Acoustic guitar humidity – worried?
Acoustic guitar humidity is something you need to worry about. Constantly. At least that’s what many of today’s guitar manufacturers tell you. They actually try to plant this fear deep in your cortex. So that even a light summer shower will give you worries. And sleepless nights. But are these concerns well founded? We’re gonna find it out, bro.
Humidity in the old days
Last year, in our guitar string history article, we have checked a couple of old guitar catalogs. Catalogs from the early 1900s to the end of the WWII. They had practical suggestions on how to re-string your guitar, how to tune it, stuff like that. About the only advice regarding maintenance was to keep your acoustic guitar with the sound hole facing downwards. You know, just so the dust doesn’t get into it. They didn’t mention humidity though. Not even for those non steel string models. Now fast forward to today. Think about how many ads you have seen, how many forum posts and videos you have watched on the topic of guitar related humidity.
Does that mean that you shouldn’t worry about your acoustic instrument? Well, it means something like that. Those guitars are meant to be strong, when and if they are built and glued properly. Try to press down on the bridge and its surrounding area, when there are no strings on your steel string guitar. You’ll notice how little flexibility it has without the pulling forces of the strings. You are of course safer if you get a good, cheap hygrometer. Just so you can see the actual humidity changes your guitar can withstand without giving a crap about it.

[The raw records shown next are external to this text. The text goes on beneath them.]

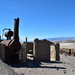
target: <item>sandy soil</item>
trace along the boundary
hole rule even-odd
[[[60,62],[28,62],[11,65],[21,75],[75,75],[75,57],[60,55]]]

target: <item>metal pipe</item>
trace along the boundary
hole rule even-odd
[[[19,41],[19,18],[14,19],[14,35],[13,35],[14,41]]]

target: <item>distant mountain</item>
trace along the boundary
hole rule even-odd
[[[75,40],[75,37],[56,37],[56,38],[46,38],[49,41],[66,41],[66,40]]]

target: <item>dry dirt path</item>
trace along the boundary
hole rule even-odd
[[[60,62],[28,62],[12,68],[21,75],[75,75],[75,57],[60,57]]]

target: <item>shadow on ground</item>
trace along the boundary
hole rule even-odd
[[[52,69],[66,69],[65,67],[56,67],[51,66],[51,64],[62,64],[63,62],[58,61],[50,61],[50,62],[27,62],[27,63],[16,63],[16,64],[9,64],[11,67],[14,68],[52,68]],[[48,66],[47,66],[48,64]]]

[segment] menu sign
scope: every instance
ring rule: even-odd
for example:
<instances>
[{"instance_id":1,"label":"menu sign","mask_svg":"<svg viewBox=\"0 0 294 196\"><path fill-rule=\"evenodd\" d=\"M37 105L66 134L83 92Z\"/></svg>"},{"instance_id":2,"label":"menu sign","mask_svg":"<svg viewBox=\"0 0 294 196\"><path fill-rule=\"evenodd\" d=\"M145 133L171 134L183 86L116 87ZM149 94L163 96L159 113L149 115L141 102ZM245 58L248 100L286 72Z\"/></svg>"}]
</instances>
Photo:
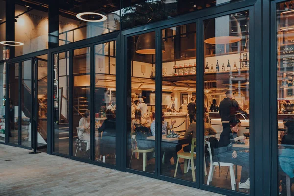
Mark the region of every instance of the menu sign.
<instances>
[{"instance_id":1,"label":"menu sign","mask_svg":"<svg viewBox=\"0 0 294 196\"><path fill-rule=\"evenodd\" d=\"M281 67L294 67L294 44L283 46L280 51Z\"/></svg>"}]
</instances>

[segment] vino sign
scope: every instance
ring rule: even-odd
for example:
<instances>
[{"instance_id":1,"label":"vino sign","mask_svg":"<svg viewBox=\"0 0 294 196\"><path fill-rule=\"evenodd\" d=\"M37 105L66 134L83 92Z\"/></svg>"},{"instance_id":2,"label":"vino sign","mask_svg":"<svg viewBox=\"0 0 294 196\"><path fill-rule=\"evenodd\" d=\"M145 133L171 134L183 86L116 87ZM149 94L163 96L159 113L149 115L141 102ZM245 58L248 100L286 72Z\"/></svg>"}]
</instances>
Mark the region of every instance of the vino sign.
<instances>
[{"instance_id":1,"label":"vino sign","mask_svg":"<svg viewBox=\"0 0 294 196\"><path fill-rule=\"evenodd\" d=\"M294 67L294 44L281 47L280 59L281 68Z\"/></svg>"}]
</instances>

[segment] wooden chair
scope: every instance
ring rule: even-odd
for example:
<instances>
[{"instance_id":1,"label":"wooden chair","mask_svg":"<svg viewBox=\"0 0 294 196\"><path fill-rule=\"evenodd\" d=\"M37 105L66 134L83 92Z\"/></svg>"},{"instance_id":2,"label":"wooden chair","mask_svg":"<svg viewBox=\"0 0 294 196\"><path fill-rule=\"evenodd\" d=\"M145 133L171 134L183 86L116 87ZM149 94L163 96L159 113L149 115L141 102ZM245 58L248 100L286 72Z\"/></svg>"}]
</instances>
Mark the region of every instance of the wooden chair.
<instances>
[{"instance_id":1,"label":"wooden chair","mask_svg":"<svg viewBox=\"0 0 294 196\"><path fill-rule=\"evenodd\" d=\"M195 167L194 167L194 159L196 158L196 154L194 154L194 146L196 145L196 138L192 139L191 144L191 151L190 152L180 152L178 153L177 161L176 162L176 166L175 168L175 171L174 172L174 177L176 177L176 172L177 171L177 168L179 165L179 162L180 161L180 158L184 159L184 172L187 173L187 160L191 160L191 170L192 171L192 179L193 182L196 182L195 179Z\"/></svg>"},{"instance_id":2,"label":"wooden chair","mask_svg":"<svg viewBox=\"0 0 294 196\"><path fill-rule=\"evenodd\" d=\"M131 167L131 163L132 163L132 159L133 158L133 155L134 153L143 154L143 171L145 171L145 168L146 168L146 153L148 152L153 152L154 151L154 148L150 148L145 150L140 150L138 148L138 147L136 145L137 141L136 140L136 134L131 133L131 139L132 143L132 156L131 156L131 160L130 160L130 164L129 165L129 168ZM139 157L139 156L138 156Z\"/></svg>"},{"instance_id":3,"label":"wooden chair","mask_svg":"<svg viewBox=\"0 0 294 196\"><path fill-rule=\"evenodd\" d=\"M212 160L212 154L211 152L211 148L210 147L210 143L208 141L205 141L205 143L207 144L207 151L209 152L209 158L210 159L210 168L209 168L209 173L208 174L208 178L207 178L207 185L209 185L209 183L212 181L212 177L213 176L214 172L213 171L213 168L215 166L229 166L230 169L230 174L231 176L231 185L232 186L232 190L235 190L235 185L236 185L236 179L235 179L235 174L234 173L234 164L232 163L224 163L224 162L213 162Z\"/></svg>"}]
</instances>

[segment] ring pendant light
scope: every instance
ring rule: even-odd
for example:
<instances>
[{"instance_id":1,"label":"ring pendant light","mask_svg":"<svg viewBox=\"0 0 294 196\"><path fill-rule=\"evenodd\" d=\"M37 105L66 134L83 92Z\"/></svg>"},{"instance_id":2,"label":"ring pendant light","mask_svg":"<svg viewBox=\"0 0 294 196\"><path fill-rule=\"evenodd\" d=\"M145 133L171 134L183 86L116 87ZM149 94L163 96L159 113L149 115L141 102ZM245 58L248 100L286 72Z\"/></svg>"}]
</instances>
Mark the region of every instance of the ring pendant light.
<instances>
[{"instance_id":1,"label":"ring pendant light","mask_svg":"<svg viewBox=\"0 0 294 196\"><path fill-rule=\"evenodd\" d=\"M100 16L102 17L101 19L98 19L98 20L88 20L88 19L83 19L83 18L82 18L82 16L84 16L84 15L97 15L97 16ZM102 22L102 21L104 21L106 20L106 19L107 19L107 17L105 15L104 15L103 14L99 14L98 13L95 13L95 12L82 12L82 13L78 13L76 15L76 17L80 19L82 21L87 21L87 22Z\"/></svg>"},{"instance_id":2,"label":"ring pendant light","mask_svg":"<svg viewBox=\"0 0 294 196\"><path fill-rule=\"evenodd\" d=\"M9 44L9 43L14 43L14 44ZM2 41L2 42L0 42L0 44L3 44L3 45L13 46L22 46L24 45L23 43L20 42L15 42L14 41Z\"/></svg>"}]
</instances>

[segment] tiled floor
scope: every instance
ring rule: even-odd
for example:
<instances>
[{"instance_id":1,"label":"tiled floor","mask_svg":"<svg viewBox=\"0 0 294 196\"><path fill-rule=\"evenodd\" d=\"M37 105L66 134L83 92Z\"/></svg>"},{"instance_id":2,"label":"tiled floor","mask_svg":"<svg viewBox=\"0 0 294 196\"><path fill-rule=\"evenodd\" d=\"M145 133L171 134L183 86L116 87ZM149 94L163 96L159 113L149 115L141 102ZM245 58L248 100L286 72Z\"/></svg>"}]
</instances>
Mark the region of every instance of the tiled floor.
<instances>
[{"instance_id":1,"label":"tiled floor","mask_svg":"<svg viewBox=\"0 0 294 196\"><path fill-rule=\"evenodd\" d=\"M0 196L220 196L0 144Z\"/></svg>"}]
</instances>

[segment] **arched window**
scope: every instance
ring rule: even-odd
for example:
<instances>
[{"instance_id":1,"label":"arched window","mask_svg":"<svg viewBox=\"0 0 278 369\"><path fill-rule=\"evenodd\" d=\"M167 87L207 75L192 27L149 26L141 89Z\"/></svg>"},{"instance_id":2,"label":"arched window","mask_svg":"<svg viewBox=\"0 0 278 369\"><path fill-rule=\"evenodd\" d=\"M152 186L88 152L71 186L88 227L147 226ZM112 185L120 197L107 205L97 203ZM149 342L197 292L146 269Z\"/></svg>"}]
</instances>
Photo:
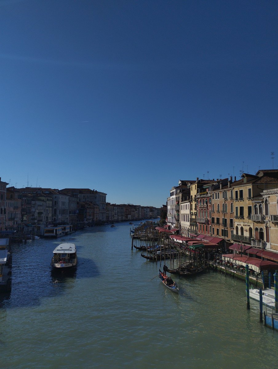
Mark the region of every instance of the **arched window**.
<instances>
[{"instance_id":1,"label":"arched window","mask_svg":"<svg viewBox=\"0 0 278 369\"><path fill-rule=\"evenodd\" d=\"M253 231L252 228L251 227L249 227L249 237L250 238L252 238L253 237Z\"/></svg>"},{"instance_id":2,"label":"arched window","mask_svg":"<svg viewBox=\"0 0 278 369\"><path fill-rule=\"evenodd\" d=\"M268 215L268 200L266 199L264 201L264 215Z\"/></svg>"},{"instance_id":3,"label":"arched window","mask_svg":"<svg viewBox=\"0 0 278 369\"><path fill-rule=\"evenodd\" d=\"M262 204L261 204L259 205L259 214L262 214Z\"/></svg>"},{"instance_id":4,"label":"arched window","mask_svg":"<svg viewBox=\"0 0 278 369\"><path fill-rule=\"evenodd\" d=\"M259 228L258 227L256 227L255 228L255 239L257 240L260 239L259 238Z\"/></svg>"},{"instance_id":5,"label":"arched window","mask_svg":"<svg viewBox=\"0 0 278 369\"><path fill-rule=\"evenodd\" d=\"M254 206L254 214L258 214L259 211L258 209L258 205L257 204L255 204Z\"/></svg>"}]
</instances>

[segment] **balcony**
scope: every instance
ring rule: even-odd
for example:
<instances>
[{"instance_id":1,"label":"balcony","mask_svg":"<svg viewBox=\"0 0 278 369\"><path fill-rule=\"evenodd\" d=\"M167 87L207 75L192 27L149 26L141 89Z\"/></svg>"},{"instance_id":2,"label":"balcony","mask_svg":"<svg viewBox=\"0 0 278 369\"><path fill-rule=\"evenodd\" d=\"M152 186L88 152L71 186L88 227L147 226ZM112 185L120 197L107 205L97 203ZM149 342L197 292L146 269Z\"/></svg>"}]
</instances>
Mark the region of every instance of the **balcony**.
<instances>
[{"instance_id":1,"label":"balcony","mask_svg":"<svg viewBox=\"0 0 278 369\"><path fill-rule=\"evenodd\" d=\"M198 223L205 223L206 224L209 224L209 220L206 218L197 218L197 221Z\"/></svg>"},{"instance_id":2,"label":"balcony","mask_svg":"<svg viewBox=\"0 0 278 369\"><path fill-rule=\"evenodd\" d=\"M260 247L261 249L265 249L267 246L267 243L265 241L263 241L262 239L254 239L252 240L252 245L256 247Z\"/></svg>"},{"instance_id":3,"label":"balcony","mask_svg":"<svg viewBox=\"0 0 278 369\"><path fill-rule=\"evenodd\" d=\"M231 235L231 238L232 239L235 239L237 241L242 241L243 242L247 242L248 244L251 244L252 238L251 237L247 237L247 236L242 236L240 234L233 234Z\"/></svg>"},{"instance_id":4,"label":"balcony","mask_svg":"<svg viewBox=\"0 0 278 369\"><path fill-rule=\"evenodd\" d=\"M256 220L258 222L263 222L265 219L265 217L263 214L251 214L251 220Z\"/></svg>"}]
</instances>

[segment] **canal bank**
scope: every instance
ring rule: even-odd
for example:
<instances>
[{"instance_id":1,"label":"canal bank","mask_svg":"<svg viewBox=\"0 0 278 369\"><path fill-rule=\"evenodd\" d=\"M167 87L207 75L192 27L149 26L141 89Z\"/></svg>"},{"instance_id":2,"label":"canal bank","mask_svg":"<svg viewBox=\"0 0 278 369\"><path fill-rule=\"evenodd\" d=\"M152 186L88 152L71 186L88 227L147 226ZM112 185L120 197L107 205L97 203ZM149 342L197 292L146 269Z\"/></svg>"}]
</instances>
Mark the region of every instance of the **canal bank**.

How to make sure that the top of your guitar will not develop an extreme bulge suddenly? Set up your guitar to your likes (for the OCD people, preferably when it’s around the 45 – 50% RH level). Check the string action at the 12th fret. Note it down. If the humidity starts to raise, your action will do the same, gradually, in the following days. When your action reaches a point about 0.75 mm higher than your preferred action, throw some silica gel packages into your guitar case. I got this stuff out of the caps of fizzy vitamin tablets, and put it into a couple of fabric sacks. Now if the reverse thing happens to your acoustic guitar, and the action drops to a point about 0.5 – 0.75 mm below your initial setup, don’t worry. Anything that can hold some sponge or wet paper towel in your guitar case will work. I use a plastic cage of what was formerly a moth killer, with a piece of wet sponge inside. I hang it off the strings, right into the guitar, through the sound hole. Regular tap water will do. Once the action gets back to where you want it, you can stop using the sponge, until the action changes noticeably again. End of story.